The film uses interviews shot by the filmmakers, footage of Derrida's lectures and speaking engagements, and personal footage of Derrida at home with his friends and family. In several scenes, Ziering Kofman also reads excerpts from Derrida's work or otherwise describes aspects of his life.
Derrida also focuses on Derrida's thesis that scholars tend to ignore important biographical information when discussing philosophers' lives. In one scene, Derrida comments that he would be most interested in hearing about famous philosophers' sex lives because this topic is seldom addressed in their writings. The filmmakers respond to many of these criticisms by probing Derrida on various aspects of his own personal life, though he usually refuses to answer directly questions about himself.
The film also follows Derrida during a trip to South Africa where he visits Nelson Mandela's former prison cell and discusses forgiveness with university students. Derrida states that his own childhood experiences with anti-Semitism have heightened his sensitivity to racial issues.
At several points, Derrida shows the philosopher applying his theory of deconstruction to the film itself. Derrida often challenges the filmmaking process and argues against the capability of any film to portray him accurately. The film also includes metacinematic scenes in which Derrida analyzes previously recorded footage of himself.
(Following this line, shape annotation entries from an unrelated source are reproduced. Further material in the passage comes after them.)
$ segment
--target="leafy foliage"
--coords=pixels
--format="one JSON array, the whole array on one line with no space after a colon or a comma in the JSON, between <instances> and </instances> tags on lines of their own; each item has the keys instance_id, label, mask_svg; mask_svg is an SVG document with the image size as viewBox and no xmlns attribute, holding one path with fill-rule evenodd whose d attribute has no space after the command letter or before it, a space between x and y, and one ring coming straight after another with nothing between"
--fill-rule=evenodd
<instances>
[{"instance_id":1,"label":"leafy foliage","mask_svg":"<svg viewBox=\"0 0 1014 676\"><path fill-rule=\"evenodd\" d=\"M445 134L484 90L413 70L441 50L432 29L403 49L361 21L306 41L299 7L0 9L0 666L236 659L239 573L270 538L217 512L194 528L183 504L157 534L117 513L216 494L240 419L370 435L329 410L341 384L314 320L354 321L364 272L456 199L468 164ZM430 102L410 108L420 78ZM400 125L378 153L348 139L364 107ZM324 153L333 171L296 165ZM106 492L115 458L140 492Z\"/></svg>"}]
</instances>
In one such scene, Derrida telescopically watches a video of himself analyzing footage of himself.
Nicholas Royle argues that the film's labyrinthine, Ouroboros-like structure reinforces several key Derridean tenets:
"If Dick and Ziering Kofman follow Derrida, Derrida is also following them. Derrida
is a film about following, about the compulsiveness and ghostliness of following, of following the camera, of following the story, of following a film. But Derrida
is also a film about the impossibility of following, about the consequences and effects of Derrida's work vis-à-vis the 'story of a life', about the idea that Derrida cannot tell a story."
Film critics generally gave Derrida positive reviews; the film has an 82% "fresh" rating on Rotten Tomatoes. Kenneth Turan of The Los Angeles Times praised the film for its sophisticated style and said it was "the cinematic equivalent of a mind-expanding drug" while Film Threat's Tim Merrill described it as "a priceless historical record." Other critics, like The Guardian's Peter Bradshaw, found the film whimsical and entertaining but lamented Derrida's evasive and mysterious demeanor.
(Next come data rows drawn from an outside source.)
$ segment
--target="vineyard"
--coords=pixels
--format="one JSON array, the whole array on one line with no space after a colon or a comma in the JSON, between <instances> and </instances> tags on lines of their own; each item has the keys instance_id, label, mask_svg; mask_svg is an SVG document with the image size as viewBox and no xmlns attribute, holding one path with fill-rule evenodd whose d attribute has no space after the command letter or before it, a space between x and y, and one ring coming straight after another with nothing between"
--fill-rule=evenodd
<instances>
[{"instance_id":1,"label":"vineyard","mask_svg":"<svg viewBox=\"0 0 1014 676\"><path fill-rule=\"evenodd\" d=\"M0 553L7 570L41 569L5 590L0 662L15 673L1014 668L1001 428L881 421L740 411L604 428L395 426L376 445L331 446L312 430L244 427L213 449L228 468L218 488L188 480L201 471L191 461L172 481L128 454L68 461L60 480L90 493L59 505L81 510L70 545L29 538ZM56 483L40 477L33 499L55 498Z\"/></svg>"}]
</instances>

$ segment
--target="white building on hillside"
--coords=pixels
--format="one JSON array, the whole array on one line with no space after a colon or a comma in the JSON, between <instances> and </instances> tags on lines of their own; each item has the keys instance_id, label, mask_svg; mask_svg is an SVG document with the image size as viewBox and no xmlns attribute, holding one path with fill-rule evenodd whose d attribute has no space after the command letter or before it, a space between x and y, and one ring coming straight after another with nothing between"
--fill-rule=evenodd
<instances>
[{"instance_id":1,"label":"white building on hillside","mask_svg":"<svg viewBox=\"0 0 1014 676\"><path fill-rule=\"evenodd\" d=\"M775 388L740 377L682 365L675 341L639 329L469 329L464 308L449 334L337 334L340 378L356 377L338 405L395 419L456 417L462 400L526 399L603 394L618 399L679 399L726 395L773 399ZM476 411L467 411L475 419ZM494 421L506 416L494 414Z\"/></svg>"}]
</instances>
Derrida received the Golden Gate Award at the 2002 San Francisco Film Festival and screened in competition for the Grand Jury Prize at the 2002 Sundance Film Festival.
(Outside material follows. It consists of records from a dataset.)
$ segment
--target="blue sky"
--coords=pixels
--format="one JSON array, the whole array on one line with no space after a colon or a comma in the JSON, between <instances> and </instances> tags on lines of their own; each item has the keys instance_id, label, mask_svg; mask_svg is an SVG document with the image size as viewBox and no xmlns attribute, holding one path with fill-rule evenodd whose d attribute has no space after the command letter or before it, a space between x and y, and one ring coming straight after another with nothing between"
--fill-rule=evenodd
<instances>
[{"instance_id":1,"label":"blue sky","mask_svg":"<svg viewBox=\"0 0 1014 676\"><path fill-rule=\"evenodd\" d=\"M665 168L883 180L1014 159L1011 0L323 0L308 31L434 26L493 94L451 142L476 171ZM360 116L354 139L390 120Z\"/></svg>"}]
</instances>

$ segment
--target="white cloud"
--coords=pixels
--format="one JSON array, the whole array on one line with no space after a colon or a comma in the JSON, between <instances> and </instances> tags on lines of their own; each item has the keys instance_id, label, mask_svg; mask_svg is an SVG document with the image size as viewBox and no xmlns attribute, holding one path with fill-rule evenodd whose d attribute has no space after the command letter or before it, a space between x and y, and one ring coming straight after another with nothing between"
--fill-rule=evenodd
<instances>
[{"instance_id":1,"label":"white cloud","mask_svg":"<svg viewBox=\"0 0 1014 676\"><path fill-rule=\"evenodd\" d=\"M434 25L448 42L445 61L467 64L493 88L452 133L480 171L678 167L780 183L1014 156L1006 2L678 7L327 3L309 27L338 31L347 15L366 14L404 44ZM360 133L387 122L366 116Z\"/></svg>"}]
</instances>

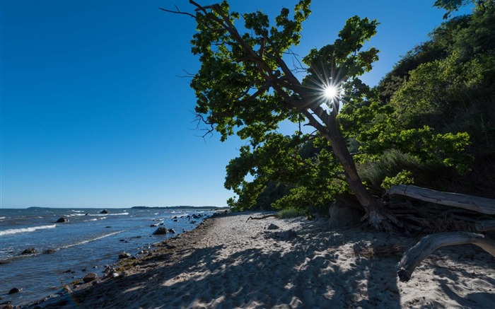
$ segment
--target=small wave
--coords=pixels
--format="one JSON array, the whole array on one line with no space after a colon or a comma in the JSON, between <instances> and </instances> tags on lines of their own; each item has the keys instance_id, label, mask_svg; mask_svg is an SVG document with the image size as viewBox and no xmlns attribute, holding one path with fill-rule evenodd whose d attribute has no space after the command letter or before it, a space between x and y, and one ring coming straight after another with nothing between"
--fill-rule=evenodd
<instances>
[{"instance_id":1,"label":"small wave","mask_svg":"<svg viewBox=\"0 0 495 309\"><path fill-rule=\"evenodd\" d=\"M10 230L0 231L0 236L17 234L18 233L34 232L36 230L44 230L45 228L54 228L56 226L56 224L52 224L51 226L33 226L32 228L12 228Z\"/></svg>"},{"instance_id":2,"label":"small wave","mask_svg":"<svg viewBox=\"0 0 495 309\"><path fill-rule=\"evenodd\" d=\"M88 216L124 216L128 215L128 212L121 212L119 214L89 214Z\"/></svg>"},{"instance_id":3,"label":"small wave","mask_svg":"<svg viewBox=\"0 0 495 309\"><path fill-rule=\"evenodd\" d=\"M112 236L112 235L113 235L120 234L120 233L122 233L122 232L124 232L124 231L125 231L125 230L124 230L124 231L117 231L117 232L113 232L113 233L108 233L108 234L102 235L101 236L95 237L95 238L94 238L88 239L88 240L83 240L83 241L80 241L80 242L78 242L78 243L72 243L72 244L70 244L70 245L64 245L64 246L60 247L59 249L65 249L65 248L69 248L69 247L74 247L74 246L76 246L76 245L84 245L85 243L91 243L91 242L92 242L92 241L98 240L100 240L100 239L102 239L102 238L105 238L105 237L108 237L108 236Z\"/></svg>"}]
</instances>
Derrida enjoyed the film and appeared at several promotional events to discuss the film and answer questions about the project.
Derrida died in October 2004.
In 2005, Routledge published a companion book, Derrida, which includes the film's screenplay, several essays on the film, and interviews with Derrida, Dick, and Ziering Kofman. The book describes many of the events that followed the film's release, including Derrida's unexpected celebrity status on the streets of New York City. This phenomenon prompted Derrida's wife to remark to the filmmakers, "I hear you've made him into Clint Eastwood."